A California district court recently dismissed two lawsuits that asserted that the marketing of certain tampons was misleading due to the alleged presence of per and polyfluoroalkyl substances (“PFAS”), holding that plaintiffs could not rely on conclusory assertions regarding testing that allegedly detected PFAS in the products.
The plaintiffs in the lawsuits—Lowe v. Edgewell Personal Care Co, No. 23-cv-00834-AMO, 2024 WL 150758 (N.D. Cal. Jan. 12, 2024)—alleged that defendant’s o.b. Organic™ tampons and Playtex Gentle Glide tampons contained PFAS, which plaintiffs claim are “harmful even at extremely low levels of exposure.” Because the products allegedly contained PFAS, plaintiffs claimed that various representations about the products—including that they were organic, simple, safe, gentle, or purified—were false and misleading under various consumer protection statutes.

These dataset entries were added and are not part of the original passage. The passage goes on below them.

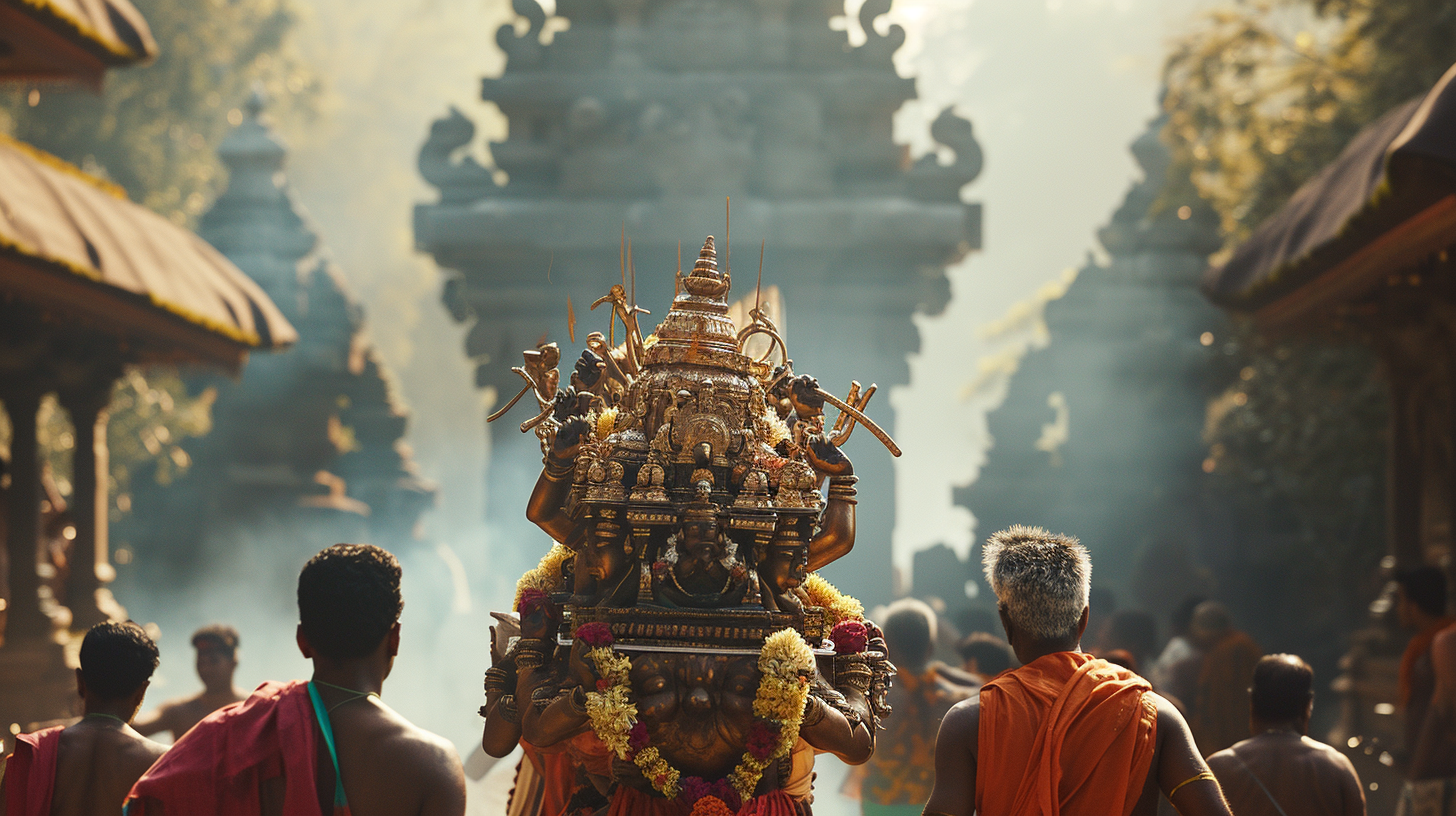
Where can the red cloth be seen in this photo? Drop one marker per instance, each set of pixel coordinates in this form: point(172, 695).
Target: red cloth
point(1065, 733)
point(1418, 647)
point(217, 767)
point(29, 774)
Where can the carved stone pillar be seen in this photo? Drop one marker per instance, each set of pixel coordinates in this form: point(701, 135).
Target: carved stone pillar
point(91, 555)
point(24, 620)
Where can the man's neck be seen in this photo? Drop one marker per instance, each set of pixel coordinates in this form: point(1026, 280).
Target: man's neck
point(355, 675)
point(1041, 649)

Plaintiffs based their claims primarily on their own “independent third-party testing” that they allege confirmed the presence of PFAS in the tampons at issue. However, as the court noted, plaintiffs did not actually test for PFAS in the products. That is because, by the complaint’s own admission, “‘it is impractical, if not impossible for scientists and researchers to test for the presence’ of the 12,000+ PFAS currently in existence by using a ‘targeted analysis method.’” Instead, plaintiffs tested for “organic fluorine,” a substance they alleged is “a surrogate or proxy for PFAS chemicals, meaning its presence is indicative that a sample contains PFAS.” Even so, plaintiffs did not specify the results of their testing; they alleged only that the “testing uniformly showed that the finished Tampon Products contained PFAS.”
The court held that such “cursory” allegations were insufficient to plausibly allege that the tampons contained PFAS. The complaints were “silent as to the amount of organic fluorine detected and whether that amount is negligible or significant,” and contained “no allegations about whether the organic fluroine [sic] may be indicative of natural sources or is largely, if not exclusively, linked to forever chemicals” (i.e., PFAS). In other words, plaintiffs’ allegations failed to bridge the gap between their testing and their conclusion that the tampon products contained PFAS. Although defendants also argued that organic fluorine testing is never sufficient to allege the presence of PFAS, the court declined to adopt that position. Instead, the court focused on the lack of detailed allegations regarding the results of plaintiffs’ testing, holding that plaintiffs’ allegations were “devoid of the factual content necessary to nudge Plaintiffs’ claims . . . from possible to plausible.”